Kolumne von Eike Becker, "Immobilienwirtschaft" 02/2017

Zeitfragen: Welcher Investor kennt sich mit Sharing Economy aus? Welcher Entwickler hat eine Vermietungsplattform für Coworking-Flächen? Welcher Eigentümer ist mit kurzen Mietverträgen einverstanden?

Das Jahr 2016 war ein politisches Seuchenjahr. Das alarmierende Gefühl, Zeuge einer Zeitenwende zu sein, bestimmt auch den Anfang 2017. Und es bedarf schon einer satten Portion Wintersonne, um die Zukunft hell und strahlend zu sehen. Was einmal war, wird nicht mehr sein. Im Taxi auf dem Weg zum Flughafen von Barcelona brummt mir noch der Kopf von der Silvesternacht, während mir Angelika aus dem Buch „Onkel Oswald und der Sudan-Käfer“ von Roald Dahl vorliest. Darin wird geschildert, wie ein supercleverer Hedonist und Lebemann mithilfe des mächtigsten Aphrodisiakums der Welt zum Millionär wird. Eine amüsante Geschichte über Verführung, das Versprechen von Stärke und Reichtum, Glamour, Manipulation, Betrug, Genie, Lust und Potenz. Beim Blick aus dem fahrenden Auto vorbei an den beleuchteten Schaufenstern der katalanischen Metropole wird mir klar, dass diese leichtfüßige Geschichte auch von unserer scheinbar unter Drogen stehenden Zeit erzählt.

Die Auswirkungen könnten kaum radikaler sein

Selbstdarstellung und Selbstinszenierung auf Instagram und Twitter sind die Aphrodisiaka unserer Zeit. Gerade sitzen mir junge Reisende im Zug gegenüber und schauen konzentriert auf die Bildschirme ihrer Handys. Im Austausch mit ihren Freunden vermutlich. Dabei könnte ich fast glauben, es ginge bei Instagram, Twitter und Facebook nur um drollige Emojis, musical.ly, aktualisierte Profilbilder, Freundinnen und Urlaubsfotos. Aber diesen staatenlosen, unregulierten Riesenunternehmen geht es um viel dickere Fische.
Gerade ist das allergrößte Neubauprojekt der Menschheit die virtuelle Baustelle einer digitalen Welt, deren Ausmaße wir nur erahnen können. Auf diesen für Außenstehende zumeist unsichtbaren riesigen Plattformen wird nichts weniger gebaut als eine gänzlich neue Welt, eine neue Art von Erde, die unsere bekannten Straßen, Häuser, Dörfer, Städte zu antiken Stätten von morgen werden lässt. Noch handelt es sich um eine digitale Parallelwelt. Aber diese Terra incognita ist dabei, unsere alte analoge Mutter Erde in sich aufzusaugen. In Kürze wird nur das für ausreichend viele Menschen sichtbar sein, was in den neuen, digitalen Welten existiert. Und in dieser Welt des Internets der Dinge geht es Apple, Amazon, Facebook und Google um endlos viele Deals mit Produzenten, Händlern und Konsumenten. Mit ihrem punktgenauen Wissen von uns Nutzern und ihren praktischen Angeboten verführen, bezirzen und benebeln sie uns. Bis aus den fröhlichen Nutzern einer bunten neuen Welt gläserne Konsumenten werden.

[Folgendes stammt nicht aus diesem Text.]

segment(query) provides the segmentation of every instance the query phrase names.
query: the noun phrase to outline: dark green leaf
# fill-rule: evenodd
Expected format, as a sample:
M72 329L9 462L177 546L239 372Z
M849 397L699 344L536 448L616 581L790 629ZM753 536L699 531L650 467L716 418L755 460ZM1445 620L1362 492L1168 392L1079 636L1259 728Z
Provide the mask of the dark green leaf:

Die Wächter vor den Toren der digitalen Stadt

werden nur diejenigen auf den digitalen Marktplatz lassen, die sich auf ihre Preise und Regeln einlassen. Ich gehe davon aus, dass dadurch nahezu alle bekannten Werte und tradierten Geschäftsmodelle auf dem Prüfstand stehen und durch andere ersetzt werden.

Liberaldemokratische Politiker sind von den gesellschaftlichen Veränderungen selber betroffen und in eine Schockstarre gefallen. Die nationalstaatlichen Kontrollgremien irren ahnungs- und wirkungslos durch die neuen Welten. Die internationale Staatengemeinschaft ist zurzeit von Auflösungserscheinungen gigantischen Ausmaßes gelähmt und nicht in der Lage, supranationale Institutionen so aufzustellen, dass sie effiziente Regeln implementieren könnten. Die Konzerne arbeiten ungestört an ihrer schönen neuen Welt.

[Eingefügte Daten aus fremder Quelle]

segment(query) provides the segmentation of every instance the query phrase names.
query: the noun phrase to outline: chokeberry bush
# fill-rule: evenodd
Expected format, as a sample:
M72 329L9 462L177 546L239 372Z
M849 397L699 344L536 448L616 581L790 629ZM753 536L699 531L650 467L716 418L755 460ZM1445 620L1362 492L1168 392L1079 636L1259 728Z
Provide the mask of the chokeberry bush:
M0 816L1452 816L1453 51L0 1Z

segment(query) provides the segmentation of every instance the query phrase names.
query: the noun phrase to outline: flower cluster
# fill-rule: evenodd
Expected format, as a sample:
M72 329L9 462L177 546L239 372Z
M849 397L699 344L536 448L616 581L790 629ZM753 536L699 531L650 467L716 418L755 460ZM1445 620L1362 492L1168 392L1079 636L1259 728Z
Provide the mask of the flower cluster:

Eine Entwicklung, die man im Alltag vielleicht noch verdrängen könnte, wäre nicht das angesagte Gegenaphrodisiakum aus dem Netz bereits in die höchsten politischen Ebenen gelangt: ein Gebräu aus deftig populärem, nationalistischem Dauergewitter. Egoismus, Abschottung, Dealmaking und respektlose Lügen sollen alle zu sagenhaftem Reichtum führen und angebliche Verlierer zu Gewinnern machen.

All das

bildet sich auch in der Immobilienbranche ab und wird unsere Zusammenarbeit radikal verändern. Wie die Pillen aus dem Sudan-Käfer von Onkel Oswald sind die niedrigen Zinsen, verbunden mit winzigen, teuren Wohnungen, das angesagte Aphrodisiakum der Immobilienbranche. Diese befindet sich in einem Glücksrausch hedonistischer Gefühle. Kurzfristige Deals, kaufen und wieder verkaufen, rein und schnell wieder raus, hier und da verbunden mit ruppigem Auftreten ist auch hier allzu häufig das Reichtum versprechende Geschäftsmodell. Dauerhaft kann das nicht erfolgreich sein. Das merkt nur gerade keiner. Es läuft einfach zu gut.

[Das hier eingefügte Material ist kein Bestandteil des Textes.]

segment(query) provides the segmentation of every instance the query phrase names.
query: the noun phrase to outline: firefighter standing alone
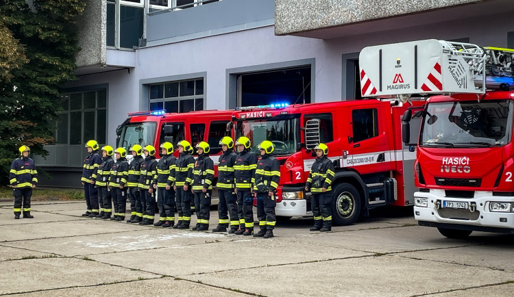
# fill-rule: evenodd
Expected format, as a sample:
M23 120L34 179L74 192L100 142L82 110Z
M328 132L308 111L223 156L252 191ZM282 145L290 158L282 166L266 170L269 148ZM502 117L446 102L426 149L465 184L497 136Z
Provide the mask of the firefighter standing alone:
M313 215L314 215L314 227L311 231L326 232L332 230L332 181L335 172L334 164L327 157L328 146L320 143L314 150L317 157L305 184L305 190L313 193Z
M82 216L96 218L99 214L98 203L98 191L95 183L97 180L98 167L101 164L101 157L98 154L98 142L96 140L89 140L85 147L88 150L88 155L84 160L82 166L82 177L80 181L84 185L86 205L88 207Z
M254 233L254 197L252 185L254 183L257 157L250 151L250 140L241 136L236 141L238 154L234 164L234 179L236 183L239 229L234 234L251 235Z
M195 193L197 224L191 230L206 231L209 229L214 162L209 157L210 147L207 142L202 141L196 145L196 148L198 150L198 157L193 169L192 186L193 192Z
M12 161L9 172L9 179L13 188L12 194L14 196L14 218L20 218L22 202L23 218L34 218L34 216L30 214L30 198L32 189L38 184L38 172L34 160L29 157L30 148L23 145L19 151L20 157Z
M258 146L260 159L255 170L254 192L257 198L257 218L260 230L254 234L254 237L271 238L277 222L275 207L277 206L276 192L280 180L280 164L271 154L275 146L271 141L265 140Z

Stephan Bone-Winkel formuliert es auf dem „BEOS Forum weiter denken“ so: „Wir glauben, wir haben’s drauf, irren uns aber gewaltig.“ Dass man sich mit solchen in die Zukunft weisenden Themen in einer Filterblase von Fachleuten bewegt, zeigt Nifty-reads.com. Nach ihrer Studie haben neun von zehn Menschen beispielsweise vom „Internet of Things“, dem Konzept der weltweit vernetzten Dinge und Geräte, noch nichts gehört. Oder: Wer kennt das Video vom Bau der gedruckten MX3D-Stahlbrücke in Amsterdam, die komplett von Robotern geschweißt worden ist?

Für den Innovationsforscher Frank Thomas Piller von der RWTH Aachen gibt es nichts Spannenderes als 3D-Druck. Er geht davon aus, dass Produktionen, die in Niedriglohnländer verlegt wurden, durch den 3D-Druck wieder zurück zu den Verbrauchern – etwa nach Deutschland – gelangen. Alles, was digitalisiert ist, kann auch gedruckt werden. Häuser, Brathähnchen, Waffen, menschliche Organe, sinnvoll oder nicht, der Phantasie sind keine Grenzen gesetzt. Künstliche Intelligenz, Robotik, Augmented und Virtual Reality werden ebenfalls große Veränderungen mit sich bringen. Klingt weit weg?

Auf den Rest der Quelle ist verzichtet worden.